Saímos da infância, mas a infância nunca sairá de nós!
Volta e meia me pego pensando na infância e em muitas situações felizes que aconteceram. Tenho o nítido sentimento de lembrar muito mais da infância do que a vida de adulto. As palavras “volta e meia” que usei no início do texto, são coisas daquela época. Lembro do meu avô dizendo isso quando iniciava uma conversa, que saudade gigantesca dele, quando atravessava a rua com um radinho de pilhas grudado no ouvido escutando a reportagem do jogo do Internacional, chegava lá em casa e dizia: "Cacá, o colorado vai jogar hoje, vamos escutar?". A influência dele me fez colorado. Logo depois eu já retornava com ele, chegando lá, a avó já estava mexendo no fogão a lenha, com uma cuia de chimarrão nas mãos.
Eu gostava muito também da imagem de Ogum (São Jorge) que havia na casa, sempre pedia para a vó me benzer, ela era Mãe de Santo.
Cacá era como meu avô me chamava. Éramos muitos os primos, todos netos dele, pois o velhinho colocou apelido em todos!
Até os 7 anos de idade eu residia no bairro Picada, em Barra do Ribeiro, um lugar que também marcou muito a minha infância. Um deles tenho a foto até hoje, em uma charrete para crianças com um cavalo de brinquedo, um homem passava pela rua e as mães levavam as crianças para fazer uma fotografia, coisa rara naquela época.
Outro fato que marcou até hoje foram os dois leões no portão. Sim, eu juro, não é coisa de criança. Havia dois leões no portão da casa do senhor Quidinho, o pescador!
Eu passava e ficava olhando pra eles, conforme eu me afastava e olhava de soslaio, sentia que os olhos deles me seguiam. Às vezes eu saía correndo de medo, a mente de criança é recheada de ilusões.

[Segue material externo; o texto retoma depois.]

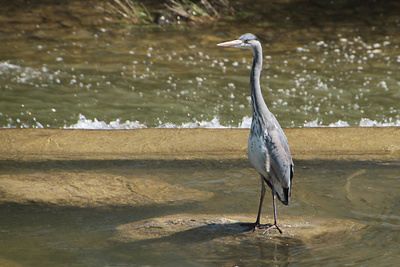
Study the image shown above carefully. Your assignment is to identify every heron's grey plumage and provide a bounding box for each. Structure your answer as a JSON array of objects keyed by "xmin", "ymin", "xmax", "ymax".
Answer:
[{"xmin": 218, "ymin": 33, "xmax": 294, "ymax": 233}]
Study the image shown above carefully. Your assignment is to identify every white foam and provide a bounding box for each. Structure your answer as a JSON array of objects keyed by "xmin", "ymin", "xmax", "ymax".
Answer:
[
  {"xmin": 64, "ymin": 114, "xmax": 147, "ymax": 130},
  {"xmin": 0, "ymin": 114, "xmax": 400, "ymax": 130}
]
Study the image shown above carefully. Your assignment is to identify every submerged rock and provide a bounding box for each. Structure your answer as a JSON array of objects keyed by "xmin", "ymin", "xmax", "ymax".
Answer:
[{"xmin": 111, "ymin": 214, "xmax": 364, "ymax": 246}]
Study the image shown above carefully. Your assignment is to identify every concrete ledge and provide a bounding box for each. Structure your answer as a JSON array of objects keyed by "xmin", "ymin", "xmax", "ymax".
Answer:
[{"xmin": 0, "ymin": 127, "xmax": 400, "ymax": 160}]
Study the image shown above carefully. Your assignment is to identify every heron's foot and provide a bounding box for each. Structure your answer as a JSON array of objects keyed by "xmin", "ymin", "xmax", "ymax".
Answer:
[
  {"xmin": 245, "ymin": 222, "xmax": 282, "ymax": 235},
  {"xmin": 262, "ymin": 224, "xmax": 282, "ymax": 235}
]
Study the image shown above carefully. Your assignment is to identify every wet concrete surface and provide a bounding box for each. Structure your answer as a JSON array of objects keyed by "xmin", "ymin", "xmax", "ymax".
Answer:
[{"xmin": 0, "ymin": 127, "xmax": 400, "ymax": 160}]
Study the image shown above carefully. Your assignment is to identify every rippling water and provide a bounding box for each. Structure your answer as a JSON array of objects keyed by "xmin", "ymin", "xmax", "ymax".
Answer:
[{"xmin": 0, "ymin": 0, "xmax": 400, "ymax": 128}]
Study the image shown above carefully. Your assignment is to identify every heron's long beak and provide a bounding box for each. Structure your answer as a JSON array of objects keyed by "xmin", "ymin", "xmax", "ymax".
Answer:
[{"xmin": 217, "ymin": 40, "xmax": 243, "ymax": 47}]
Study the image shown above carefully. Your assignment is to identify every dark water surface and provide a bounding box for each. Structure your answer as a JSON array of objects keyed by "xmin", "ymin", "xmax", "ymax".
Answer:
[{"xmin": 0, "ymin": 1, "xmax": 400, "ymax": 129}]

Em outros dias eu ficava imaginando que em algum momento eles iriam descer e me atacar, mas ao mesmo tempo eu pensava que eles iriam brincar comigo, eu iria jogar uma bola e eles iriam buscar, coisas de criança.
No ano passado, eu estava passeando de carro na Picada, já era início do verão, olhei para o lado e visualizei os dois leões. Estavam lá, talvez a me assombrar ou a me lembrar que ainda temos uma criança em nós!
Parei o carro, peguei o celular e fotografei o portão com os dois leões, um em cada palanque do portão. Estavam lá da mesma forma que estavam a me olhar, há cinquenta anos, um deles um tanto quanto desgastado pelo tempo, o outro um pouco menos. Tentei me ver neles, mas não sei se estou mais ou menos desgastado, assim como eles estão, talvez estejamos iguais, o tempo não perdoa ninguém!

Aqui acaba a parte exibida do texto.